JEAN DUVET (1485-1570)
PRINTS FROM THE PERSONAL COLLECTION OF THE LATE CHRISTOPHER MENDEZ
JEAN DUVET (1485-1570)

The Angel of God locking up Satan ('L'ange enchaine le démon'), from: L'Apocalypse figurée

Details
JEAN DUVET (1485-1570)
The Angel of God locking up Satan ('L'ange enchaine le démon'), from: L'Apocalypse figurée
engraving
circa 1546-55
on laid paper, without watermark
a very fine, early impression of this extremely rare subject
printing darkly and strongly, with great sculptural quality and remarkable inky relief
with guidelines on the tablet at lower right
trimmed inside the platemark, with a fillet of blank paper almost all around
the sheet with restored paper losses and defects, backed
Sheet 301 x 215 mm.
来源
Christopher Mendez (1943-2025), London; then by descent to present owners.
Literature
Bersier 38; Eisler 59

Brought to you by

Stefano Franceschi
Stefano Franceschi Specialist

拍品专文

Jean Duvet's graphic oeuvre, created during the 1540-50s, coincides with the print production at the School of Fontainebleau. We can assume that Duvet, who worked as an engraver, goldsmith and festival designer in Burgundy and the North-East of France, was familiar with the etchings of Leon Davent, Antonio Fantuzzi and the other Fontainebleau etchers, yet he developed a peculiar style all of his own. His corpus of prints consists mainly of two series, one depicting a unicorn hunt on six horizontal plates, and a set of 23 arched, upright prints of the Apocalypse inspired by Albrecht Dürer's woodcut set of large-scale woodcuts on the subject created approximately forty years earlier (see lots 53-55).
Seemingly driven by a visual horror vacui, Duvet's treatment however is completely different, as he stacks multiple scenes on top of each other, and fills every inch of his plates, leaving barely any blank areas at all. As a result, the images are forcibly dense and the perspective distorted in favour of the storytelling. In the present plate, we see the Angel shown in three different moments of the story, chronologically narrated from top to bottom: in the upper edge of the composition, the Angel is given the key by God; at center, he beats Satan with the same key; in the foreground, he locks the demon - with a resigned, goofy expression - in the bottomless pit for a thousand years.

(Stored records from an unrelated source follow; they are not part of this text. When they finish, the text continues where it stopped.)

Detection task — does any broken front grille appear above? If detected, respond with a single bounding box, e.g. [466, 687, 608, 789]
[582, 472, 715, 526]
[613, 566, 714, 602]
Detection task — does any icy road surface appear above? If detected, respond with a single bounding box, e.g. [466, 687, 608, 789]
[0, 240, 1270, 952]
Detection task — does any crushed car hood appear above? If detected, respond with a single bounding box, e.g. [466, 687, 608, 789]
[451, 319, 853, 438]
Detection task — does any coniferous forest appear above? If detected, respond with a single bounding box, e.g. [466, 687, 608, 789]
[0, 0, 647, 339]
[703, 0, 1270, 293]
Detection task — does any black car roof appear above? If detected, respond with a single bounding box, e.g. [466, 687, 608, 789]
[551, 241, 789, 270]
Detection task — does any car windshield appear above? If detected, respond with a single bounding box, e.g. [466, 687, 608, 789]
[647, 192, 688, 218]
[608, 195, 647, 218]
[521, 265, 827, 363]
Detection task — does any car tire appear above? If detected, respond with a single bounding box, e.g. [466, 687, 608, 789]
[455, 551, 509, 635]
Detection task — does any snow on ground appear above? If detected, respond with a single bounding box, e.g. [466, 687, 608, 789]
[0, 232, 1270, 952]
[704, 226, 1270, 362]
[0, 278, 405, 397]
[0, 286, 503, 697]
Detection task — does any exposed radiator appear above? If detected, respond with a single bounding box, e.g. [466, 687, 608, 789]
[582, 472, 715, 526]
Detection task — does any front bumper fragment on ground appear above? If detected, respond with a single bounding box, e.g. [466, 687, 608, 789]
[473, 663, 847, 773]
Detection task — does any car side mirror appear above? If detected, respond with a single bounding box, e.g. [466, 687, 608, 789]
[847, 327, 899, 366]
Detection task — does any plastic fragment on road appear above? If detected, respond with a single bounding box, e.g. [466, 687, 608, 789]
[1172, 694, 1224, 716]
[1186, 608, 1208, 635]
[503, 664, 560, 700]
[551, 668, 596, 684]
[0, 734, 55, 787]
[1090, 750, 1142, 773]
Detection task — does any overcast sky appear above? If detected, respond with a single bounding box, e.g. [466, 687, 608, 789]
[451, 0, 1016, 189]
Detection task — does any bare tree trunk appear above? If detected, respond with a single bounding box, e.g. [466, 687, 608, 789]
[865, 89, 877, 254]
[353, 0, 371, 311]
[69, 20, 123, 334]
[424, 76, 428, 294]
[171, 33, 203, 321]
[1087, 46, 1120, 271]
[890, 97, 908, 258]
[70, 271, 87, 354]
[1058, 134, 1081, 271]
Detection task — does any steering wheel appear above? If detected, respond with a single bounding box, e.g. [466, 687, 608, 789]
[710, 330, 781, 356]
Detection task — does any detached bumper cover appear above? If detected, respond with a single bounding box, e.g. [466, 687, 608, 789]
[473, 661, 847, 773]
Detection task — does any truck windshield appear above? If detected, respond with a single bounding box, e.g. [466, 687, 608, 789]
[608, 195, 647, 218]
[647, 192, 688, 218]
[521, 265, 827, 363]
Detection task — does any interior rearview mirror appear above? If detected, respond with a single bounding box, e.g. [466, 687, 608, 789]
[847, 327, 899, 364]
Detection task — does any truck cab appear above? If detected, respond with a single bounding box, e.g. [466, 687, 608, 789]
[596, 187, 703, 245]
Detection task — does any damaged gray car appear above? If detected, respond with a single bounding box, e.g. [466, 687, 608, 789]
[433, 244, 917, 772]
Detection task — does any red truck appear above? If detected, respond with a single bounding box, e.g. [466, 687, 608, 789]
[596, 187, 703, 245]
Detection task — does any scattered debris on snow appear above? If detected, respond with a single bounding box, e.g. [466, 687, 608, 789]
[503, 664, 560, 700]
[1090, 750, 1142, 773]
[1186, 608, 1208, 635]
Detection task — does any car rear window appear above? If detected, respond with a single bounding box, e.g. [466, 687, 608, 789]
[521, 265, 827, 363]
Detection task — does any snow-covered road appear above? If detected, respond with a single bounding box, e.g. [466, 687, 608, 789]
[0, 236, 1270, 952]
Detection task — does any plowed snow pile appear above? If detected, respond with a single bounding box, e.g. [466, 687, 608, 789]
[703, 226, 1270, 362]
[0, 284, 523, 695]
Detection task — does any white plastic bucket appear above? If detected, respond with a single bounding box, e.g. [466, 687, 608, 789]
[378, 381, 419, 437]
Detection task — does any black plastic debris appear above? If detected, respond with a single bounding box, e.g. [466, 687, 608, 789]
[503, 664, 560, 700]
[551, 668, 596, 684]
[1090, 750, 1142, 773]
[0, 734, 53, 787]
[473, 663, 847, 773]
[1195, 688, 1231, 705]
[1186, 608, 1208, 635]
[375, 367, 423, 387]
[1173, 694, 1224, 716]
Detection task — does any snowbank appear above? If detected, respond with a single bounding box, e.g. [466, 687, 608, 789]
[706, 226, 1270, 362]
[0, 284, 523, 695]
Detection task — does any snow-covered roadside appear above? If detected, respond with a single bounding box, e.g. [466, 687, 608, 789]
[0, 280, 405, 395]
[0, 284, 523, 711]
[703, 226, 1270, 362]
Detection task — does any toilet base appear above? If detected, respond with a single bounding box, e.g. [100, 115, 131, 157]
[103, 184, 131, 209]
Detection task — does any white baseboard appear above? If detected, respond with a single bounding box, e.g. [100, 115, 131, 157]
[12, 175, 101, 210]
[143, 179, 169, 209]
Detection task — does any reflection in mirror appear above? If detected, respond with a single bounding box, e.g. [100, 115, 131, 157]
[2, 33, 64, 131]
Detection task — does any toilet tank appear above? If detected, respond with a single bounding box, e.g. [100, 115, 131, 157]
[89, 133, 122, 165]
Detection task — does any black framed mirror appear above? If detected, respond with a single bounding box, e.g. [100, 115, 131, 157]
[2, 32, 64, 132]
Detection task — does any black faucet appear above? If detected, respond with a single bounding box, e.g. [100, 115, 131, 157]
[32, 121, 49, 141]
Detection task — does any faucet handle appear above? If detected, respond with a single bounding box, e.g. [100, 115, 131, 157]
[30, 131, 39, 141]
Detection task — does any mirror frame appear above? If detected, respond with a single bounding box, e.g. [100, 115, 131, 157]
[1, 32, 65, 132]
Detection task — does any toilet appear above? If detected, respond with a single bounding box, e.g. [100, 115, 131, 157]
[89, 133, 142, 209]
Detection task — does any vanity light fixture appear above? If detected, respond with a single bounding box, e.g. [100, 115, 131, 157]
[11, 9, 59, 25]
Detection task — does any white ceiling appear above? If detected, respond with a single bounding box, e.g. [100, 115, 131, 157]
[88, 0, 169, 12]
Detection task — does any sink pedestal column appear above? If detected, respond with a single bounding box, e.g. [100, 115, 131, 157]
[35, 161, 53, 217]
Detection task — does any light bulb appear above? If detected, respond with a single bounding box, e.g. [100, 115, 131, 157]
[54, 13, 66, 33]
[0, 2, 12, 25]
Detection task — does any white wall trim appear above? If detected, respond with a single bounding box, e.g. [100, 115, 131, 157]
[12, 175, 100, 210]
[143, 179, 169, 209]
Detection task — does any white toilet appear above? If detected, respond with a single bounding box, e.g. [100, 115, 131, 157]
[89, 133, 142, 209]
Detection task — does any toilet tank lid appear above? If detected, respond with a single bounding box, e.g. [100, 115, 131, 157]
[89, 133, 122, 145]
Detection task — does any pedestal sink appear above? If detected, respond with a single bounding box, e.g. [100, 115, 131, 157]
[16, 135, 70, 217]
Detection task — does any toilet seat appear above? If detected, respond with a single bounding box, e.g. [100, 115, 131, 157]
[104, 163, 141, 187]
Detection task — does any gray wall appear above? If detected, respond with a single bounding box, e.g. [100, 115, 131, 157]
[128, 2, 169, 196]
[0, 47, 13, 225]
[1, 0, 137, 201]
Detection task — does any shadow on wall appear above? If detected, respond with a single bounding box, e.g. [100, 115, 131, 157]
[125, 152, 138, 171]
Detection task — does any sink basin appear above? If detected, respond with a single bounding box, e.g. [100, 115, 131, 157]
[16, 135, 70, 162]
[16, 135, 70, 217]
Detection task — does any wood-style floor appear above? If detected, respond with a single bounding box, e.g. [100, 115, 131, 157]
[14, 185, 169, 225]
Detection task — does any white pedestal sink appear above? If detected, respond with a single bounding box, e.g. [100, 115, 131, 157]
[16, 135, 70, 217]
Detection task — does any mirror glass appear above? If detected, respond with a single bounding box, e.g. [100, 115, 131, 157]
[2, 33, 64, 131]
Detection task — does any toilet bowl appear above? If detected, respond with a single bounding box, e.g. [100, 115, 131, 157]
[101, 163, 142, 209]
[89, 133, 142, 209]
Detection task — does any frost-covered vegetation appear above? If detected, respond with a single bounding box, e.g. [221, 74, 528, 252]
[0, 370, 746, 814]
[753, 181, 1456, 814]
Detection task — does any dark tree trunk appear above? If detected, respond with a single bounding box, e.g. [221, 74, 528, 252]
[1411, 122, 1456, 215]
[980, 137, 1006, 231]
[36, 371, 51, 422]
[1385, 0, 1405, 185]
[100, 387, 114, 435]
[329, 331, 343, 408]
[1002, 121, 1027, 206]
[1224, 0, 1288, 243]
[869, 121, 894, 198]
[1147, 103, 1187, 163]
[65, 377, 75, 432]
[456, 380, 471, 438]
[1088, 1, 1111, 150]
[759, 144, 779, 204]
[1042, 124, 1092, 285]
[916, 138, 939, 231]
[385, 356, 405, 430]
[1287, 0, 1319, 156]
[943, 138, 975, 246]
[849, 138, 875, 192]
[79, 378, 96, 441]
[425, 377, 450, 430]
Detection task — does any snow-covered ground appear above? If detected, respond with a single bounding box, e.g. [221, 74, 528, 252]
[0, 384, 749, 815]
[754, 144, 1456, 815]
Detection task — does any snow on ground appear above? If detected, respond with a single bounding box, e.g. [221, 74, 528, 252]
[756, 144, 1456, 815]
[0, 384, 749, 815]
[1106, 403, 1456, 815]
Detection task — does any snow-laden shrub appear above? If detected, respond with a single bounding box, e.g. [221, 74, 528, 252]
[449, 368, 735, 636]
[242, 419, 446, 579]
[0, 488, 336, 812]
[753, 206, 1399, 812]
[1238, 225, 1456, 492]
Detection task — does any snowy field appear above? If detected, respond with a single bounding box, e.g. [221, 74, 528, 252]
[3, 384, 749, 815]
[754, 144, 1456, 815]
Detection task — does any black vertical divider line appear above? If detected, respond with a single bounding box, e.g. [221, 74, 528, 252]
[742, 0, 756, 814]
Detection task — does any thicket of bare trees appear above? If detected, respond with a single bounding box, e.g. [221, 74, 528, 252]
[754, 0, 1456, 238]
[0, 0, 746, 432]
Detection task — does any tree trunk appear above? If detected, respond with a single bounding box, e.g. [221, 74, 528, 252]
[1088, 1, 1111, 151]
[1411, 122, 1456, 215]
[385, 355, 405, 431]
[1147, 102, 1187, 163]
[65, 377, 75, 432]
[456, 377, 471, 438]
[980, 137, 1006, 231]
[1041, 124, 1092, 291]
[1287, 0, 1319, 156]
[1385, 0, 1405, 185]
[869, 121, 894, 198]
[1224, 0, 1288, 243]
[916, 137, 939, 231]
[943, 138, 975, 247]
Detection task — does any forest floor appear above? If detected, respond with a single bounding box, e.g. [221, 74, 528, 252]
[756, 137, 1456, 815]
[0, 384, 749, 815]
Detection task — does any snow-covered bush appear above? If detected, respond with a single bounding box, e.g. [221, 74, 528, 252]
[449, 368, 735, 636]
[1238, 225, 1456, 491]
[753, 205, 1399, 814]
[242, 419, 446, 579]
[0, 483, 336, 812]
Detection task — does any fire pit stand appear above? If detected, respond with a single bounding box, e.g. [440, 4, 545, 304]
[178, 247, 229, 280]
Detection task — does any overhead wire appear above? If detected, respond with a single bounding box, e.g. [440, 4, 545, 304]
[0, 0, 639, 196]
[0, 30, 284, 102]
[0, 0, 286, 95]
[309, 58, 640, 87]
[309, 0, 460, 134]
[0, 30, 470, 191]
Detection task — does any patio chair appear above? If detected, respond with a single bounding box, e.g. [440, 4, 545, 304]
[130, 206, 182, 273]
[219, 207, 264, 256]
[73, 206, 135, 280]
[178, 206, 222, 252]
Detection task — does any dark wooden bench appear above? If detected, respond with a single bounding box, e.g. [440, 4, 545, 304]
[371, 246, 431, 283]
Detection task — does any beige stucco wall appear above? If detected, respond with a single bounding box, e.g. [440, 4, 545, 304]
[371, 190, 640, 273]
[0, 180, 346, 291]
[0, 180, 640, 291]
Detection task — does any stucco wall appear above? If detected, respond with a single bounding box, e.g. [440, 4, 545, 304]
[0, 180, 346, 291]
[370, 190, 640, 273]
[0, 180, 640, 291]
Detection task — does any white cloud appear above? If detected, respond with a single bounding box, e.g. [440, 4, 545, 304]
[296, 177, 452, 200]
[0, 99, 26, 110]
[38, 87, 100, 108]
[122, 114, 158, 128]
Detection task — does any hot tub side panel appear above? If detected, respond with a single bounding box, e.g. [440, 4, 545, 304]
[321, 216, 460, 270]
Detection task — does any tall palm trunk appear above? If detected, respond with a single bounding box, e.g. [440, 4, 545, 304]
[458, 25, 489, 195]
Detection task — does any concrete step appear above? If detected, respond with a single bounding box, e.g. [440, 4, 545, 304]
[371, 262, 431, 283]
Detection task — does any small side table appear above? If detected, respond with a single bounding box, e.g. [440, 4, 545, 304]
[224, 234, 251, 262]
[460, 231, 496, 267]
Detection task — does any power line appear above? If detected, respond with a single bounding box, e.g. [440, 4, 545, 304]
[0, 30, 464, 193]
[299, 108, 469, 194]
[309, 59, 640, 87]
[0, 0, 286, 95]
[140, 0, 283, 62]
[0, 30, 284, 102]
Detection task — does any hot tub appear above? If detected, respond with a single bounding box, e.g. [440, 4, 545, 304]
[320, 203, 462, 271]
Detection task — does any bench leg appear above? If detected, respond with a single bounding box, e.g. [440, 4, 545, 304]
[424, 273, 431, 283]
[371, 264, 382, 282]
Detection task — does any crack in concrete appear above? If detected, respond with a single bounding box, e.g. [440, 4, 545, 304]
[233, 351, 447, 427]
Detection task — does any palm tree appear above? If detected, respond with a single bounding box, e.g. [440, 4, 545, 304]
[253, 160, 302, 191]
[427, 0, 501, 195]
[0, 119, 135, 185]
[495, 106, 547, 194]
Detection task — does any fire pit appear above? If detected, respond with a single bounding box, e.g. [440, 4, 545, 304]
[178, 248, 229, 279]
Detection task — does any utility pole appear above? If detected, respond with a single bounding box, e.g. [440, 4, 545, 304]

Duvet's unique, somewhat cartoonish style, perhaps informed by his experience with metal ornaments and festive decorations, makes him one of the most idiosyncratic artists in the history of European printmaking. It can be assumed that Duvet's plates were printed in small numbers only, and only very few good, early impressions such as the present one have survived to this day. Although considerably restored, our sheet is of the utmost rarity. To our knowledge, no other has been offered at auction in the last thirty years.